Friday, November 8, 2013

The Professional by Ashok Ferrey

England is in news for an immigration issue where it is considering a law which would require those from a select group of countries (including India) to furnish 3000 pound as refundable bond as a warranty against overstay of visa period. Thankfully it has been dropped now. But the fact that the British government insisted on it suggests that England has long dealt with the immigration problem. (Alas, all big countries have but have reacted more soberly to it.)

That was the reason why I picked up The Professional (by Ashok Ferry): it promised a story about the immigrant experience in England not set in recent times but in the 80s. But that’s okay with me.

The Professional involves a narrative form I have come to like - where the narrative moves back and forth in time to cover a character’s past and present, with the past quietly explaining the reader what led to his present circumstances. The Professional narrates the story of Chamath seen through his older self 35 years later. Chamath, an Oxford alumnus, has applied for his residency permit and he is banned to work until he gets it.

And the only option to earn a living is the unorganized sector. In the meantime, Chamath’s father sends him a letter from Srilanka expressing his inability to send Chamath money and asking him to let out their flat in London which was bought some time back. Chamath finds an employment at a construction site where one day he is approached by two men who promise him good money for very little work. And thus starts Chamath’s dual life: a male escort in the evening and a construction site worker in the morning. His life in the evening takes him to people seeking company and pleasure and finally brings him to a couple who become his friends and benefactors.  

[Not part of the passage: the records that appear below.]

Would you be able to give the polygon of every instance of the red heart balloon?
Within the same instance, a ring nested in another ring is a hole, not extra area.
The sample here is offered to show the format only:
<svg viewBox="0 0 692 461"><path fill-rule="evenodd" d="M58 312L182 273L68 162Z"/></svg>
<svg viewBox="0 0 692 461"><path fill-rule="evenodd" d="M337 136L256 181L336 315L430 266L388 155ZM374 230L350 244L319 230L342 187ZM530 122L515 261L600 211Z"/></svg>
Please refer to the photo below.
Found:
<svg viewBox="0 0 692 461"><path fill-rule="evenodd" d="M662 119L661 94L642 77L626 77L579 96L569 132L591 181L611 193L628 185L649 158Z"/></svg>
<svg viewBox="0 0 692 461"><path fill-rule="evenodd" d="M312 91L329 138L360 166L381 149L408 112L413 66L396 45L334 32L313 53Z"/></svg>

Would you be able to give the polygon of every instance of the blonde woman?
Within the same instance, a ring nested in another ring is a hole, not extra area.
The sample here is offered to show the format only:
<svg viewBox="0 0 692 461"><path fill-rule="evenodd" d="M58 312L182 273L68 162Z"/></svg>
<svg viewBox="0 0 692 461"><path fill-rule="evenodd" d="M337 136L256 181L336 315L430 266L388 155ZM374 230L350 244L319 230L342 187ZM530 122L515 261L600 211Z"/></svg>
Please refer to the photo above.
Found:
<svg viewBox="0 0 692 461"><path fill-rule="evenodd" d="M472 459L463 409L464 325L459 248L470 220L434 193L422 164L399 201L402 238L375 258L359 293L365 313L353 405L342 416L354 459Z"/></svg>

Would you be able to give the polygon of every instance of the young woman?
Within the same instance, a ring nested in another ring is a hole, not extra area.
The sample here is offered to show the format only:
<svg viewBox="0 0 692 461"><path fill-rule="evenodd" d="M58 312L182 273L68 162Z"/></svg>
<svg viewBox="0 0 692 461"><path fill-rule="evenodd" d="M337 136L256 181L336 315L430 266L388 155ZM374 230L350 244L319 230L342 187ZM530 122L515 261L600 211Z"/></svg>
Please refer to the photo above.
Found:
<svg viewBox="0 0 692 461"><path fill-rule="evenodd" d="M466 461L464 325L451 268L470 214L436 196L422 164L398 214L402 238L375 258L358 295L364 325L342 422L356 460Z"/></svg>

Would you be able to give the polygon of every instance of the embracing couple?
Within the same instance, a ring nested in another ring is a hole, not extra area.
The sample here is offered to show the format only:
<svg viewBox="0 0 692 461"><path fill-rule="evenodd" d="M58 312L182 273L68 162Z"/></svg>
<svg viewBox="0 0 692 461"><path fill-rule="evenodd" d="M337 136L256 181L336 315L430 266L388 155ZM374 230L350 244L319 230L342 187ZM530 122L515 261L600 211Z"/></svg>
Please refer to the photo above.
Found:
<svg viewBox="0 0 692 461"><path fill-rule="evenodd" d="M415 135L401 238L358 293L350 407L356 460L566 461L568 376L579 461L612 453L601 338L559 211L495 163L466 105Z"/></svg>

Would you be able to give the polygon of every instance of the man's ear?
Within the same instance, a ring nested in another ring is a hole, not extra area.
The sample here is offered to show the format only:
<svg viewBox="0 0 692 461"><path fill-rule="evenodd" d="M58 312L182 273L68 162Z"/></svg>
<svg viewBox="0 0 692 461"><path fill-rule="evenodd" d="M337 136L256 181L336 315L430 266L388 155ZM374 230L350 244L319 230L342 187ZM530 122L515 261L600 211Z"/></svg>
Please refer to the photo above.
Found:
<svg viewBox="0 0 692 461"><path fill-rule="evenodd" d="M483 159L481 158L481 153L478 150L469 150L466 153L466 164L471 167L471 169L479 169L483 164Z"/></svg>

The Professional moves back and forth in time effortlessly and describes the world of a young Chamath, in London, and old, in Srilanka, quite well. It shows both sides of the immigrant experience: how is it for an immigrant to stay without a permanent resident status and the sacrifices parents make to send and educate their children abroad.

On the downside, however, the book moves from one narrative method to another without sometimes any change in content style to indicate the digression. Another thing that disappointed is that it documents the immigrant experience well, telling its highs and lows. But its synopsis promises more. The synopsis says the book would take you through the Thatcher years, England’s years of greed, as the synopsis puts it. 

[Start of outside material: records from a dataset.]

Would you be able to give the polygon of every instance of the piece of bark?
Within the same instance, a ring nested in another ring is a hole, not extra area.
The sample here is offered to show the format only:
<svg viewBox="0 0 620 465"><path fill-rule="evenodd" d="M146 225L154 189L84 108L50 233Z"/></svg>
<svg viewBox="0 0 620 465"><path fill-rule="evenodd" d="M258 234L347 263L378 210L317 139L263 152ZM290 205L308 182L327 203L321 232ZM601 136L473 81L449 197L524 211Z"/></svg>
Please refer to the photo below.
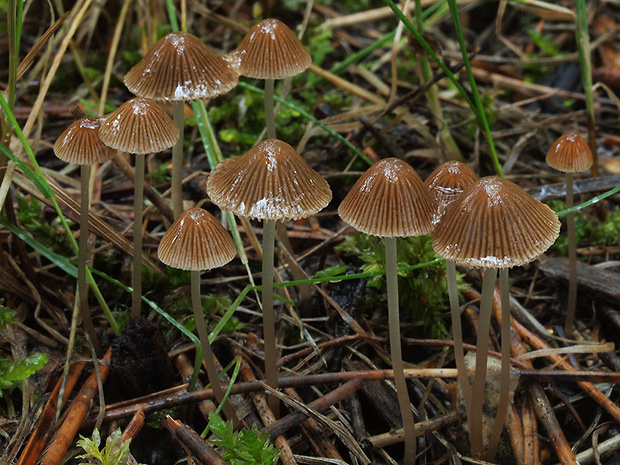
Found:
<svg viewBox="0 0 620 465"><path fill-rule="evenodd" d="M540 266L540 271L562 284L568 283L568 258L552 258ZM620 301L620 273L577 262L577 291L580 301L617 305Z"/></svg>

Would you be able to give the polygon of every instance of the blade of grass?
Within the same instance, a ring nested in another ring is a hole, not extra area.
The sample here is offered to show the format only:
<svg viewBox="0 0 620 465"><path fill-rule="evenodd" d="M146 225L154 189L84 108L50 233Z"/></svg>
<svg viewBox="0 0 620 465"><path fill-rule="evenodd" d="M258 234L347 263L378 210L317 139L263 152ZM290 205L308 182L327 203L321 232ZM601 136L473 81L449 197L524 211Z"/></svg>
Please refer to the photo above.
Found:
<svg viewBox="0 0 620 465"><path fill-rule="evenodd" d="M588 143L592 150L592 177L598 176L598 156L596 147L596 126L594 124L594 92L592 91L592 61L590 58L590 34L588 33L588 12L585 0L576 0L575 34L577 36L577 50L579 52L579 69L581 82L586 96L586 110L588 112Z"/></svg>
<svg viewBox="0 0 620 465"><path fill-rule="evenodd" d="M34 155L34 152L32 151L32 148L30 147L30 144L28 143L28 140L24 136L24 133L19 127L19 124L17 123L17 120L15 119L13 112L10 110L7 101L4 99L4 96L1 93L0 93L0 106L2 107L2 110L4 111L4 114L9 124L12 126L13 131L15 132L20 142L22 143L22 147L26 151L26 154L28 155L28 159L30 160L30 163L32 165L32 167L29 167L31 169L24 171L24 174L26 174L26 176L28 176L30 181L32 181L37 186L40 192L47 199L49 199L50 202L52 202L54 210L56 211L56 214L58 215L58 219L60 220L62 227L65 230L66 238L69 241L71 248L77 253L78 244L75 241L73 234L71 233L71 229L69 228L67 219L65 218L65 215L62 213L60 205L58 205L58 202L56 201L56 196L54 195L52 188L50 187L47 180L45 179L45 175L41 171L41 167L39 166L39 163L37 162L37 159ZM18 163L17 160L19 159L6 147L4 147L3 145L0 145L0 150L2 150L2 152L6 156L11 158L14 162ZM25 165L23 161L21 160L19 161L23 165ZM108 307L107 302L103 298L103 295L101 294L101 291L99 290L99 287L97 286L97 283L93 279L93 276L90 273L90 271L87 271L87 279L88 279L88 284L91 286L93 294L95 295L95 298L97 299L97 302L101 306L101 310L103 314L105 315L106 319L108 320L108 323L110 324L110 328L112 329L114 334L116 335L120 334L120 328L118 326L118 323L116 322L114 315L112 315L112 312L110 311L110 308Z"/></svg>
<svg viewBox="0 0 620 465"><path fill-rule="evenodd" d="M398 17L400 21L402 21L405 27L411 32L411 34L415 37L415 39L420 43L422 48L426 50L429 56L433 59L435 63L441 68L441 70L446 73L448 79L452 82L452 84L459 91L465 102L469 105L471 111L476 115L476 119L478 120L478 124L486 135L487 143L489 145L489 150L491 151L491 157L493 159L493 165L495 166L495 171L498 176L503 177L502 167L499 163L499 159L497 158L497 152L495 150L495 144L493 143L493 139L491 137L491 132L489 130L488 121L486 118L486 114L484 113L484 108L482 106L482 101L480 100L480 95L478 93L478 88L476 86L476 82L473 79L473 74L471 71L471 64L469 62L469 55L467 54L467 50L465 48L465 41L463 38L463 33L461 30L461 22L458 17L458 9L456 6L456 0L448 0L448 5L450 6L450 13L452 14L452 20L457 32L457 38L459 40L459 44L461 46L461 51L463 53L463 62L465 63L465 67L467 69L467 74L470 77L470 84L472 88L472 95L474 97L474 101L469 98L468 93L465 91L464 87L458 81L457 77L450 71L450 69L445 65L445 63L439 58L439 56L435 53L435 51L428 44L426 39L422 37L422 34L417 30L417 28L409 21L409 19L405 16L405 14L396 6L396 4L392 0L384 0L385 4L390 7L390 9L394 12L394 14Z"/></svg>
<svg viewBox="0 0 620 465"><path fill-rule="evenodd" d="M248 84L247 82L239 82L239 87L243 87L244 89L248 89L251 90L252 92L256 92L257 94L264 94L265 91L263 89L260 89L256 86L253 86L251 84ZM338 134L336 131L334 131L332 128L330 128L329 126L327 126L326 124L322 123L321 121L317 120L314 116L312 116L310 113L308 113L306 110L304 110L303 108L298 107L297 105L288 102L286 100L282 100L281 98L279 98L277 95L274 96L274 100L276 102L280 102L282 105L291 108L297 112L299 112L299 114L301 114L302 116L304 116L305 118L307 118L309 121L312 121L313 123L316 123L318 126L320 126L321 128L323 128L329 135L335 137L336 139L338 139L340 142L342 142L344 145L346 145L348 148L350 148L351 150L353 150L353 152L355 152L355 154L360 157L362 160L364 160L366 163L368 163L368 166L372 166L373 162L370 158L368 158L366 155L364 155L355 145L353 145L346 137L341 136L340 134Z"/></svg>

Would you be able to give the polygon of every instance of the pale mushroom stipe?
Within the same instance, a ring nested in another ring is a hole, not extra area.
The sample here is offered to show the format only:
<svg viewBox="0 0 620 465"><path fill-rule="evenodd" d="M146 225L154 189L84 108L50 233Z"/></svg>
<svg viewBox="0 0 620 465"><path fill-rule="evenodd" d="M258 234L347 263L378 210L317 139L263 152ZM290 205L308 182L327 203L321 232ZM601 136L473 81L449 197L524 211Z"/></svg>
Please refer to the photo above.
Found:
<svg viewBox="0 0 620 465"><path fill-rule="evenodd" d="M332 193L325 181L295 150L278 139L265 140L245 155L218 164L207 180L215 205L235 215L263 221L263 339L265 377L278 387L276 331L273 309L275 222L314 215L327 206ZM277 398L269 404L276 415Z"/></svg>
<svg viewBox="0 0 620 465"><path fill-rule="evenodd" d="M174 121L154 101L134 98L102 119L99 137L109 147L135 154L134 242L131 316L142 308L142 212L144 203L144 156L172 147L179 138Z"/></svg>
<svg viewBox="0 0 620 465"><path fill-rule="evenodd" d="M510 312L508 268L543 254L560 233L560 221L548 206L515 183L496 176L463 191L433 230L433 249L460 266L484 270L479 311L476 368L467 420L472 454L494 460L509 404ZM485 451L482 404L485 393L493 290L500 269L502 363L497 417Z"/></svg>
<svg viewBox="0 0 620 465"><path fill-rule="evenodd" d="M431 232L433 204L428 189L411 166L397 158L386 158L357 180L338 207L338 214L358 231L385 241L390 353L405 434L403 463L412 465L417 447L400 344L396 237Z"/></svg>
<svg viewBox="0 0 620 465"><path fill-rule="evenodd" d="M174 102L173 119L179 137L172 150L172 209L183 211L184 102L217 97L232 90L239 76L221 55L187 32L171 32L157 41L125 75L134 94Z"/></svg>

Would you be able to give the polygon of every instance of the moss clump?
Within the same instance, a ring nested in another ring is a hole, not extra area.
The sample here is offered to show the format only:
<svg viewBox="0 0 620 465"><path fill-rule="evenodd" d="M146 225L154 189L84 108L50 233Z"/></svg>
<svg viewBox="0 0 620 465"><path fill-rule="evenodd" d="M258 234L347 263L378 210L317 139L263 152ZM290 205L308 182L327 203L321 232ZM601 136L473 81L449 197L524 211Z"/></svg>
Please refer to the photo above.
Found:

But the story says very little about those years. The book informs that Chamath met with some prosperity as a real estate agent in later years which coincided with Thatcher rule and leaves it at that without detailing those years.


Detailing how he moved to prosperity would have been a good way to end the story on a more conclusive note; instead, the story ends Chamath’s England stay abruptly and later, in an epilogic fashion, informs what Chamath did in his later years in England, that he became a prosperous real estate person. It was my first book by a Srilankan writer and I liked it generally.

2 comments:

Ellen said...

This is very interesting. Noted. And thanks for posting.

Blessings to you and your loved ones.

indrablog said...

Hi Ellen,
Ya, that's a good novel. Reading a lot about the storm that's has hit your country. Take care.